What are the trends now that you think have staying power?
Going back to “Made in America.” Companies are tired of imports not being what they ordered and how long they have to wait to get it. In design, multicolored, nontraditional fabrics are hot now. For example, a design might resemble a damask motif, but somehow an element is taken out and blown up so it’s fresh even though its inspiration may have come from history. And lustre is coming back. Everything went dry with linen and cotton. Now satiny and silky looks are starting to come back.
Where do you find inspiration?
From anywhere. I’m a visual sponge. I just came back from Morocco – I went to Marrakesh for my 60th birthday. My new line that’s due right now has several fabrics with the feel of Morocco.
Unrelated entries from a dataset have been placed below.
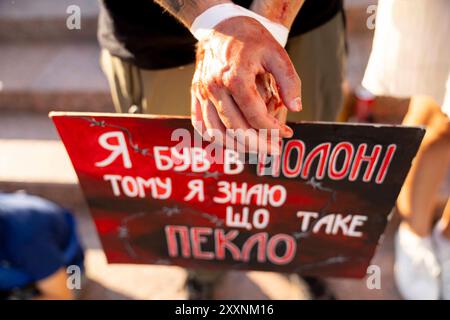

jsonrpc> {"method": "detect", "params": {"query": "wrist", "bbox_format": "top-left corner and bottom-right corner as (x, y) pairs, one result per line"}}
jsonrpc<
(190, 3), (289, 47)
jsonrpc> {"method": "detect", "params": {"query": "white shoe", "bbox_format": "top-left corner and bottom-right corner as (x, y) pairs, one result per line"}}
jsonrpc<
(433, 223), (450, 300)
(394, 224), (440, 300)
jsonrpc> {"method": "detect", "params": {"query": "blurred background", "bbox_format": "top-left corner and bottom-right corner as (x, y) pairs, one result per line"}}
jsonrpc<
(0, 0), (449, 299)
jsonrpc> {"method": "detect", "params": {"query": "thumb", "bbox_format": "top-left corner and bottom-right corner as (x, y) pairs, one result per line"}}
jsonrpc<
(265, 49), (302, 112)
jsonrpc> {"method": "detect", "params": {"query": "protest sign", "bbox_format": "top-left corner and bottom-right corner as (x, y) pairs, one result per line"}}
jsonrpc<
(51, 113), (424, 277)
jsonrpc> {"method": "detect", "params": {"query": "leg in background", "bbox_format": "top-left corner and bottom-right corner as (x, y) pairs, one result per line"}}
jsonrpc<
(397, 97), (450, 237)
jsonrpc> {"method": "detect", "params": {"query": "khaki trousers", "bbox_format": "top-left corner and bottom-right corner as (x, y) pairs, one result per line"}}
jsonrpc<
(101, 14), (345, 121)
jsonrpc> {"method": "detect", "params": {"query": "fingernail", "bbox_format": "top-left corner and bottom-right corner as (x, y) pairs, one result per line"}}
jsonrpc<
(283, 125), (294, 138)
(290, 97), (303, 112)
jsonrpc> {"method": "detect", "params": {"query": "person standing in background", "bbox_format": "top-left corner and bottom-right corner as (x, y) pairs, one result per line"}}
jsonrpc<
(362, 0), (450, 300)
(0, 192), (84, 300)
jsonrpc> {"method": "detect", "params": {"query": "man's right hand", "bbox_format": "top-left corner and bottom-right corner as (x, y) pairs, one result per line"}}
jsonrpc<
(191, 17), (302, 152)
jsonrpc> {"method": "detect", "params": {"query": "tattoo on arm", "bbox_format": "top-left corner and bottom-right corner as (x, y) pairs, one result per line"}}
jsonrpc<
(154, 0), (231, 27)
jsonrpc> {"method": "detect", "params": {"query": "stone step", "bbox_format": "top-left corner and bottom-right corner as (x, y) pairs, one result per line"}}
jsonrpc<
(0, 41), (113, 114)
(0, 0), (98, 42)
(0, 0), (377, 42)
(0, 139), (85, 210)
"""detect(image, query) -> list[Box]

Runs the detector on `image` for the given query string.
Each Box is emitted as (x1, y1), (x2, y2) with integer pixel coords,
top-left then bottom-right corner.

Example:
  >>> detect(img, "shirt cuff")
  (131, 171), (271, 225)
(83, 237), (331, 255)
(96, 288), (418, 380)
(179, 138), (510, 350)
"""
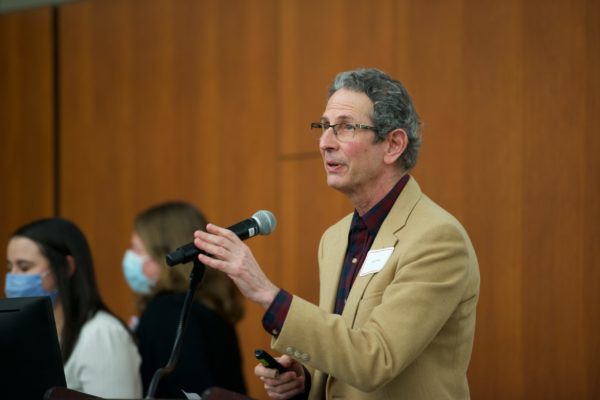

What was your path to becoming a textile designer?
I was creative in high school and realized art was my calling. I went to Philadelphia College of Art (now The University of the Arts) and finished my courses in three years, so that fourth year I went to the Philadelphia College of Textiles and Science. I got my Master of Fine Arts in fabric design at Cranbrook Academy of Art in Bloomfield Hills, Michigan. Eight months later, after graduating, I received the first – and I think only – National Endowment for the Arts grant in fabric design. I ended up in North Carolina because this is where there mills were. I work with Valdese Weavers in Valdese, which has stayed very strong and has very smart management.
Any words of advice you would like to share?
Design is about the person. Whatever your favorite color is, that’s the color that’s always ‘in.’ And buy quality because quality will last. To student designers, I say no matter how long it takes keep knocking on doors to get a job. I see so many designers and artists settle. Persevere and take whatever job you can to get your foot in the door.